Kontrol grubundaki katılımcılara ise anahtarlarını kaybettikleri ve saatlerce aramalarına rağmen bulamadıkları bir senaryo sunuldu. Bu metinlerin ardından katılımcılara hangi yaşta evlenmek ve ilk çocuklarını hangi yaşta doğurmak istediklerini sordular. Ayrıca, tek çocuk sahibi olup tüm zamanlarını ve kaynaklarını ona mı yoksa birden fazla çocuk sahibi olup zamanlarını ve kaynaklarını paylaşmayı mı tercih edeceklerini de sordular.
İkinci çalışmada ise 451 kişilik bir örneklem kullanıldı ve benzer bir prosedür uygulandı. Sosyal statü grubu ve kontrol grubu aynı prosedürden geçti; ancak herhangi bir metin okumayan, sadece tercih ettikleri evlilik ve çocuk sahibi olma yaşlarını bildiren bir üçüncü grup da vardı.
Her iki çalışmanın sonuçları da sosyal statü grubundaki katılımcıların, kontrol grubuna kıyasla evliliklerini ve çocuk sahibi olmayı ertelemeyi tercih ettiklerini gösterdi. Ortalama olarak 5 ila 6 yıl daha beklemeyi tercih etmişlerdi. Ayrıca, sadece bir çocuk sahibi olup ona daha fazla zaman ve kaynak harcama fikrini de beğenmişlerdi.
ÇALIŞMA, SOSYAL STATÜ ARZUSU İLE AİLE PLANLAMASI ARASINDAKİ BAĞLANTIYA IŞIK TUTUYOR
Lim, PsyPost'a yaptığı açıklamada, "Çalışmamız bağlamında, statü rekabetini tespit etmek için tasarlanan psikolojik mekanizmalar, modern maruz kalma ve iletişim biçimleri tarafından iletilen yüksek statülü rakiplerin sayısını etkili bir şekilde işlemek için yeterli değil. Bu nedenle insanlar, sahip olabilecekleri kaynaklara rağmen, başarılı bir şekilde üremek için yeterli statüye sahip olmadıklarını algılamaya teşvik ediliyor" diyor.
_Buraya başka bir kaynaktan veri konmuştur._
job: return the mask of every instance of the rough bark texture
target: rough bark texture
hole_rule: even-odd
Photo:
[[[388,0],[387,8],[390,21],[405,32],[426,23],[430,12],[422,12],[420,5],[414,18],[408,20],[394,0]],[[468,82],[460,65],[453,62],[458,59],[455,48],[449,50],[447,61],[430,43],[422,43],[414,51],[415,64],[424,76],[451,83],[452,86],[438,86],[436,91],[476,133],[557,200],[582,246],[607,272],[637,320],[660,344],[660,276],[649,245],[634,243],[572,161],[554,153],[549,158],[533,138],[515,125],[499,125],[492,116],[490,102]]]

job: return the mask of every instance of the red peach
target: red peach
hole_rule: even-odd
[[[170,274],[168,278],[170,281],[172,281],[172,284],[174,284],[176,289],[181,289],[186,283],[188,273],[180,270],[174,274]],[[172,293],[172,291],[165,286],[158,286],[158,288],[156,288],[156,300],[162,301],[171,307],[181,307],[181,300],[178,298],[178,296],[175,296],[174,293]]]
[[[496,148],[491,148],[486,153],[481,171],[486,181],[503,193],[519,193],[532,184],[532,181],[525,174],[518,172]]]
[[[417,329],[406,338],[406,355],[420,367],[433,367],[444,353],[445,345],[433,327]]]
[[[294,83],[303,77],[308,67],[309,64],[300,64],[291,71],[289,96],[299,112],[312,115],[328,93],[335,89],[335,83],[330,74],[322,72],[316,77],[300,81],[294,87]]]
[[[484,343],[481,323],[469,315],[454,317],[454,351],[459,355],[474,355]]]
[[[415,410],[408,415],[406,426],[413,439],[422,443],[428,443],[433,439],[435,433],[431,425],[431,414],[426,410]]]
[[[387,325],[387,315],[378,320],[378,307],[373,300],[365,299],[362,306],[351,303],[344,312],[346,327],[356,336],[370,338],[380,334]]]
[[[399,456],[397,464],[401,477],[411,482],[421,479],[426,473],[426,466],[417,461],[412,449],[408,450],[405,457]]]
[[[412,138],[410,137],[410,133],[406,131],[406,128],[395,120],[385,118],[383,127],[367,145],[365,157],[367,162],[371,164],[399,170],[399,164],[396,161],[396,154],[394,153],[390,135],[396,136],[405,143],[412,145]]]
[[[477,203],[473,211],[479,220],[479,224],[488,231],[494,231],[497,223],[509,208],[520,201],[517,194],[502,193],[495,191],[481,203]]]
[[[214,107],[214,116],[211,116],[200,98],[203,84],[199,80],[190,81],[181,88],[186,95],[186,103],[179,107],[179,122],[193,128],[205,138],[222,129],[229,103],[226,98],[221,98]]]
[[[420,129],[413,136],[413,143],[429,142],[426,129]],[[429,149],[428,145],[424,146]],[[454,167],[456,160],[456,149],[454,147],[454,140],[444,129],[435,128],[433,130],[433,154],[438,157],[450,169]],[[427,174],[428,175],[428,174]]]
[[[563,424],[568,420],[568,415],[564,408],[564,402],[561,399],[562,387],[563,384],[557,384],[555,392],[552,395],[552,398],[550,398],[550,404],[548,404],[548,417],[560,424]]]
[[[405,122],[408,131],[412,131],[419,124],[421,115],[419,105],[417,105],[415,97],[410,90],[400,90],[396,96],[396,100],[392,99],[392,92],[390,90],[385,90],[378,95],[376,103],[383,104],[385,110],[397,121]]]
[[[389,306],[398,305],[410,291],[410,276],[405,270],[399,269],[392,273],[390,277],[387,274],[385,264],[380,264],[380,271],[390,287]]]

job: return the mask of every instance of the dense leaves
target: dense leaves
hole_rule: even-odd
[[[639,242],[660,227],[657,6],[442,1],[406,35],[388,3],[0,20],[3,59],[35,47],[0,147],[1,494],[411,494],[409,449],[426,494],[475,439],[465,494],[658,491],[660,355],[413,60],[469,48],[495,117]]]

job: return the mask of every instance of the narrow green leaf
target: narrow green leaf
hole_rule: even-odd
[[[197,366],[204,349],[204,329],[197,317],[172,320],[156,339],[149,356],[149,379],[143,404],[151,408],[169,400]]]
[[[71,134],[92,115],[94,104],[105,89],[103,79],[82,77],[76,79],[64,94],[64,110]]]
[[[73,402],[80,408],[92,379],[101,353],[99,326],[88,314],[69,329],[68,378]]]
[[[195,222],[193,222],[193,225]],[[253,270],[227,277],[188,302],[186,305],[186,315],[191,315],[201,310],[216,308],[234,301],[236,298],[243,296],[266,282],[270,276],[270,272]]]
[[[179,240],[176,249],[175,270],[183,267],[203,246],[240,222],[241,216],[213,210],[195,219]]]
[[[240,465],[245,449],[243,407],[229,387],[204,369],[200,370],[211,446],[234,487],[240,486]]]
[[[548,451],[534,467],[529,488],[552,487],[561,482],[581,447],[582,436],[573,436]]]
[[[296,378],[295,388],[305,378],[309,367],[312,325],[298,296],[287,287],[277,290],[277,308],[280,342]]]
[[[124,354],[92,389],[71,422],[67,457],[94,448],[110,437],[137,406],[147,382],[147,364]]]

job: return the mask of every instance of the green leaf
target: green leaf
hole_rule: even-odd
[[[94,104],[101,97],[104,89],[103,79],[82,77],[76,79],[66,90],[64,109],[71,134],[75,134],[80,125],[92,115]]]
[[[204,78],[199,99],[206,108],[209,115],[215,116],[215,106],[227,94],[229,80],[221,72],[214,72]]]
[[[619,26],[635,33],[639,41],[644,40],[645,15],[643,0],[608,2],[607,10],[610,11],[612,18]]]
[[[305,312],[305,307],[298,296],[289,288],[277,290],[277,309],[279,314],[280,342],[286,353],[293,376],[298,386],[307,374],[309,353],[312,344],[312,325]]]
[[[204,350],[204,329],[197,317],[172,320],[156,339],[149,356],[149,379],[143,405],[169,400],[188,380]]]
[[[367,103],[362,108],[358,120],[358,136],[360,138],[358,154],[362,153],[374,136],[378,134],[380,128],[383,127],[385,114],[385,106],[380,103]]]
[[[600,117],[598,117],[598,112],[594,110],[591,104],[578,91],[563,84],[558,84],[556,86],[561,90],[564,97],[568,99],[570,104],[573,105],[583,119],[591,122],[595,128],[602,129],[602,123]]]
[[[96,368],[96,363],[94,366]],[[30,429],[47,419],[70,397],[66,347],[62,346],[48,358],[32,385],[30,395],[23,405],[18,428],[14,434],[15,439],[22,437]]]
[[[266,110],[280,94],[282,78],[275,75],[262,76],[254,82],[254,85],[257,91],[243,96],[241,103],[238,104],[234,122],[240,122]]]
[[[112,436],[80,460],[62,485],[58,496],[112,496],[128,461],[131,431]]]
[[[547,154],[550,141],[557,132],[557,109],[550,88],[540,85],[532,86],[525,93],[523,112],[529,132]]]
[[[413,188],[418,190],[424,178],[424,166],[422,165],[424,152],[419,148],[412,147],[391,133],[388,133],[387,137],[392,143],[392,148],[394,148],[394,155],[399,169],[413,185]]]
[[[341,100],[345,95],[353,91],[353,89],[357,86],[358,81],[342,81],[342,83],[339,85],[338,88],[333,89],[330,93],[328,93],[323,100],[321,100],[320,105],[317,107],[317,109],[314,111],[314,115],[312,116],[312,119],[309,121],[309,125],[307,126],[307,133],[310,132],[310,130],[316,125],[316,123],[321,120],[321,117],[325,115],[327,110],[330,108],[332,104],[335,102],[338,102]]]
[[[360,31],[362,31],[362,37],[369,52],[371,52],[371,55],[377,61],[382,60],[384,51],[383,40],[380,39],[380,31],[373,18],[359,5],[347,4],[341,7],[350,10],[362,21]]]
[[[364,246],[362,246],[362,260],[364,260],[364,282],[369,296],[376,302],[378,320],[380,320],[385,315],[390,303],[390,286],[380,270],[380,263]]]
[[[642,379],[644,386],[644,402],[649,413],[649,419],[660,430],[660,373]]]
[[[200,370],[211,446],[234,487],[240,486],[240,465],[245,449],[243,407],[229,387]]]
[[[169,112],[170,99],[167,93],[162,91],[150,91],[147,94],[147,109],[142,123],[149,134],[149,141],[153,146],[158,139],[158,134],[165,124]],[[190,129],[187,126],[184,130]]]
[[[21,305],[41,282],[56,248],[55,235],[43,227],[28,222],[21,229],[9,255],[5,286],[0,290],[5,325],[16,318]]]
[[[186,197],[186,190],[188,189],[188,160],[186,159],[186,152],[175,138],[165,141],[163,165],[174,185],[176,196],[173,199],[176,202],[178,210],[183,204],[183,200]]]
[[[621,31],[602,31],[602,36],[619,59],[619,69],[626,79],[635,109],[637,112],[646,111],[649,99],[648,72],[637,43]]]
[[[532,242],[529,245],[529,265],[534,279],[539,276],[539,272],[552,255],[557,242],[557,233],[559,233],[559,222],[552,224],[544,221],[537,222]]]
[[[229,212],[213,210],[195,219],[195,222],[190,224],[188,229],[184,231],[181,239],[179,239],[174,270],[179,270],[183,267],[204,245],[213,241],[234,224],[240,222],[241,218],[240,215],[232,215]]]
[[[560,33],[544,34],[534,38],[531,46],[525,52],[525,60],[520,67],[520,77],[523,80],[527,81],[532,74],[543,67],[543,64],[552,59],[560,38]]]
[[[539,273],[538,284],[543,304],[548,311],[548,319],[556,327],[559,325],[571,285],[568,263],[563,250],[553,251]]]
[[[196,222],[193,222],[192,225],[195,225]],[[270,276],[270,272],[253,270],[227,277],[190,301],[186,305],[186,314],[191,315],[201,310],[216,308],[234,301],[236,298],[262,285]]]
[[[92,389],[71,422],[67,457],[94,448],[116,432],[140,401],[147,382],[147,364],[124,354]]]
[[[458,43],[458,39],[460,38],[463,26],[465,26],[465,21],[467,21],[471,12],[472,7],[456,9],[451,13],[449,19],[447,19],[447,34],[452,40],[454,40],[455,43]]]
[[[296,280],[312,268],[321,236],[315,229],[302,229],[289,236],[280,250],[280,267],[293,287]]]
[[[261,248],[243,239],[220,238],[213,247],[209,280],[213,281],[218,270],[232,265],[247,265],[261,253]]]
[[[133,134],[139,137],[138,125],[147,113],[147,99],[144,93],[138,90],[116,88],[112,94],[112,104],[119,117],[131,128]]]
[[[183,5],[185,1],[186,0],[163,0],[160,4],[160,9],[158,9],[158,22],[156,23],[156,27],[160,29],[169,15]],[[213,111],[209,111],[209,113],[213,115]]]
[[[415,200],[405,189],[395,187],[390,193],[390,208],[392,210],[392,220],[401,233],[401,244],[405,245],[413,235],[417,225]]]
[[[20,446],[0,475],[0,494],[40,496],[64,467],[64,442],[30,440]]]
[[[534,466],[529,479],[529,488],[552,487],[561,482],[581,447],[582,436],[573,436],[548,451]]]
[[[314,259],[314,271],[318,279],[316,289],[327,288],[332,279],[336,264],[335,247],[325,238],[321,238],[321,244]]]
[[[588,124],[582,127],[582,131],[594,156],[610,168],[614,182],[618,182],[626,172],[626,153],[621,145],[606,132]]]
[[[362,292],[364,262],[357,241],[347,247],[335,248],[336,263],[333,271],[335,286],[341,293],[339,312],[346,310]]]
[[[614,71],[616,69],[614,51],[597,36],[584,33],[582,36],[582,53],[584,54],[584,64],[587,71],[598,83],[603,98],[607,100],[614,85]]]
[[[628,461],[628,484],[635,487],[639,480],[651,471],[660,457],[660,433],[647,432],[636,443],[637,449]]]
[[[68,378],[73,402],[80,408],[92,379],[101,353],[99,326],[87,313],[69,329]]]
Bu çalışma, sosyal statü arzusu ile aile planlaması arasındaki bağlantıyı aydınlatıyor. Ancak bazı sınırlamalar da var. Özellikle, sosyal statü arzusu ile evlilik tercihleri arasındaki mekanizma henüz bilinmiyor. Ayrıca, sosyal statü arzusu, çocukların ölüm riskinin düşük olması, çocuk yetiştirmenin yüksek maliyeti ve çocuk sahibi olmanın statü rekabeti üzerindeki etkisi gibi modern dünyanın çeşitli koşulları arasındaki etkileşim de göz önüne alınmıyor.
EK ÇALIŞMALARA İHTİYAÇ VAR
Lim, "Çalışmamız yalnızca insanların daha yüksek statü elde etme kaygılarına odaklandı; ancak nüfus yoğunluğu ve kaynaklar için rekabet gibi çağdaş toplumları etkileyen başka faktörler de var. Gelecekte, bu sebeplerin daha iyi anlaşılması için ek çalışmalar yapılması gerekiyor" diyor.
Lim, modern toplumlarda doğurganlığın azalmasının, birçok disiplinden gelen açıklamalara yol açan önemli ve ilgi gören bir konu olduğunu kaydederek, şunları söylüyor: "Multidisipliner ilgiye rağmen, modern düşük doğurganlığın altında yatan derin nedenler ve psikolojik mekanizmalar hakkında çok az şey biliniyor. Bizim araştırmamız bunu anlamayı ve mevcut ekonomik ve kültürel açıklamalara tamamlayıcı bir bakış açısı sağlamayı amaçlıyor."